Were there any other ones you wanted to touch on before we moved on?
I’d definitely highlight ED1, which is a really exciting policy that has sparked a major surge in affordable housing development proposals – and, to some extent, in actual construction. It’s still too early to tell how many of those proposed projects have broken ground or opened, but the policy has clearly generated strong interest among developers in building low-income, deed-restricted affordable housing, which is a very promising development.
The challenge is that the policy was watered down and no longer applies in single-family zoned areas and some other locations. There have also been concerns about developers demolishing rent-stabilized units to build new affordable ones. That’s a difficult issue for housing policymakers, who have to balance competing needs. Once again, it’s a great idea with significant potential, but it risks becoming a shadow of its original vision.
Would you credit that policy to Karen Bass? Do you feel like she’s doing a successful job right now? Or do you think that some of the downfalls or the unintended consequences or the general lackluster effect of some of these proposed ideas are a failure of hers?
The ED1 policy is her initiative, and she deserves credit for originating it and bringing it forward. Where she hasn’t been as bold as she could have been is in not defending its initial, much more ambitious form, and being willing to see it watered down.
That tendency also shows her, and many other LA policymakers’, strong opposition to SB 79 – the major transit upzoning bill passed recently in California. There’s been reporting that LA leaders are now trying to delay the implementation of that bill. For those focused on housing production, that’s a frustrating move by Karen Bass and her allies. She seems especially cautious about disrupting the low-density character of many neighborhoods, which has held back the impact her housing policies might otherwise have had.
Interesting.
With housing, all these things I’m talking about are difficult to evaluate because they do take a long time to take effect and to show their impacts. It usually takes a couple of years to build an apartment building. We’ll see if in two to three years, maybe, ED1 and Measure ULA will show up in an even bigger way in terms of the actual built environment of new buildings actually getting built.
When you think of a city becoming the most successful version of itself, obviously these are very large things. When you think about transit, housing, they’re the bedrock, I guess. Do you think beyond those things?
One thing I’ve argued with ED1 is that it’s a really interesting model that other cities should look into – basically, exempting affordable housing developments from as much of zoning and building codes as possible, so long as you’re building safe and reasonable buildings, and then seeing what happens.
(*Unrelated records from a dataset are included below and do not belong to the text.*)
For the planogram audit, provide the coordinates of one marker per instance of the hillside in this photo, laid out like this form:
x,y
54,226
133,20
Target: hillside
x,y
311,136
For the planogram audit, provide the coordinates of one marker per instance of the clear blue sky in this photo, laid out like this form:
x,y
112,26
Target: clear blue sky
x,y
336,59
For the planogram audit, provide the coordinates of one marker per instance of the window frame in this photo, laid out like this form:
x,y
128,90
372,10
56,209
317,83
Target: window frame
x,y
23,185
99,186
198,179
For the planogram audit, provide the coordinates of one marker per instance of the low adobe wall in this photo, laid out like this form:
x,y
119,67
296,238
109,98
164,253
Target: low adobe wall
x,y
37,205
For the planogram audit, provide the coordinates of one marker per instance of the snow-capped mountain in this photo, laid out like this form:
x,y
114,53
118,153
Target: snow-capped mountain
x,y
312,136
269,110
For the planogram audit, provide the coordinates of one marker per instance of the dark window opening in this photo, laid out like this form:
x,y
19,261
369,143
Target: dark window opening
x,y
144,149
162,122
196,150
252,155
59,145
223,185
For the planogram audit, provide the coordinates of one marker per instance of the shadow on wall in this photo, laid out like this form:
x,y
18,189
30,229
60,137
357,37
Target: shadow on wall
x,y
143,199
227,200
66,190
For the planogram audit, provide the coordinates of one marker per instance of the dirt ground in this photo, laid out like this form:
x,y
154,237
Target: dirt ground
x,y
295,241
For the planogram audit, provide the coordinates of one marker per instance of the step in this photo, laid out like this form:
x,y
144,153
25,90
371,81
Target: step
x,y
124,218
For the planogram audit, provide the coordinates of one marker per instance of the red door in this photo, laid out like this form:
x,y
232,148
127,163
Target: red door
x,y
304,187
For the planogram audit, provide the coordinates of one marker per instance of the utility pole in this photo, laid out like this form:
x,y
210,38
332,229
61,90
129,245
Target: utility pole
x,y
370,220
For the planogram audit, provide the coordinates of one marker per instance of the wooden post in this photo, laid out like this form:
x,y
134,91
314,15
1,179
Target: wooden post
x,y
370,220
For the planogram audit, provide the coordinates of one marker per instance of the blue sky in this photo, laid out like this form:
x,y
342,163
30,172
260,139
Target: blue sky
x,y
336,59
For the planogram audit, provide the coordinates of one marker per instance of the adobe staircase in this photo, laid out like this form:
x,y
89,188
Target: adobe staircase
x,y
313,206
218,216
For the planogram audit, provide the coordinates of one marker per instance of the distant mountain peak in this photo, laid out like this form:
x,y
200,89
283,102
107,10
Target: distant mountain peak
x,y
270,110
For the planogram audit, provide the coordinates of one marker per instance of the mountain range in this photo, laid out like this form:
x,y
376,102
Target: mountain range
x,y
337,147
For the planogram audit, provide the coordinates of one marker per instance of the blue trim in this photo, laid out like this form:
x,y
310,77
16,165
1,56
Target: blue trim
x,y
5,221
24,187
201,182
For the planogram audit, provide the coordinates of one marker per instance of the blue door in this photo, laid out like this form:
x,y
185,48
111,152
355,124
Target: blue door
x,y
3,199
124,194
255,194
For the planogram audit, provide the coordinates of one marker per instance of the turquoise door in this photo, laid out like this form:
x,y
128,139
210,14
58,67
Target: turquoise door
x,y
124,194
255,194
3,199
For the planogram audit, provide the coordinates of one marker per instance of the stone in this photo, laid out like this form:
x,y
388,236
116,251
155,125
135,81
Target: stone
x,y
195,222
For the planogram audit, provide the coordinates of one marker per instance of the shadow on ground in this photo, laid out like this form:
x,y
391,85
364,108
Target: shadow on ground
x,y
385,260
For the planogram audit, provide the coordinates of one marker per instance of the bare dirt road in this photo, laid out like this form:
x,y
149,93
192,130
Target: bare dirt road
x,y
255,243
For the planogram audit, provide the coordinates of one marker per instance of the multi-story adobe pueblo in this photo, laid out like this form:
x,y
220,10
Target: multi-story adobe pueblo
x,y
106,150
LA effectively ran this natural experiment and instantly created a ton of interest among builders in developing affordable housing. That’s one example where I think LA is pursuing a policy that could work elsewhere, and it would be interesting to see more cities really go for it.
In terms of implementing design and function – are they very city-specific? I mean in terms of thinking about the culture of the city, the industries, and the workflow of the city. Do you feel like Los Angeles is thinking of its broader self?
I’m generally wary of city exceptionalism – the idea that something works somewhere, but because we’re not that city, we can’t adopt it. That often feels like code for defeatism and NIMBYism – a way of saying we can’t do things differently than we currently do.
As to the carless Olympics, I know that’s a big question mark about how successfully the city will achieve that. But going back to the original premise of our conversation, the transit piece is the one that I think I’m still the most optimistic about. Again, it’s a very long timeline. But the D Line, Purple Line subway along Wilshire out to UCLA and Westwood—I think it’s going to be the most transformative transit project in LA’s history and the most important transit project in America in recent memory. It’s so long needed, connects such dense neighborhoods, so much travel demand along that corridor, and it’s a real high-capacity subway, not light rail that stops in traffic. That, I think, is going to be really exciting when it opens and will transform a lot of people’s lives who live along that line.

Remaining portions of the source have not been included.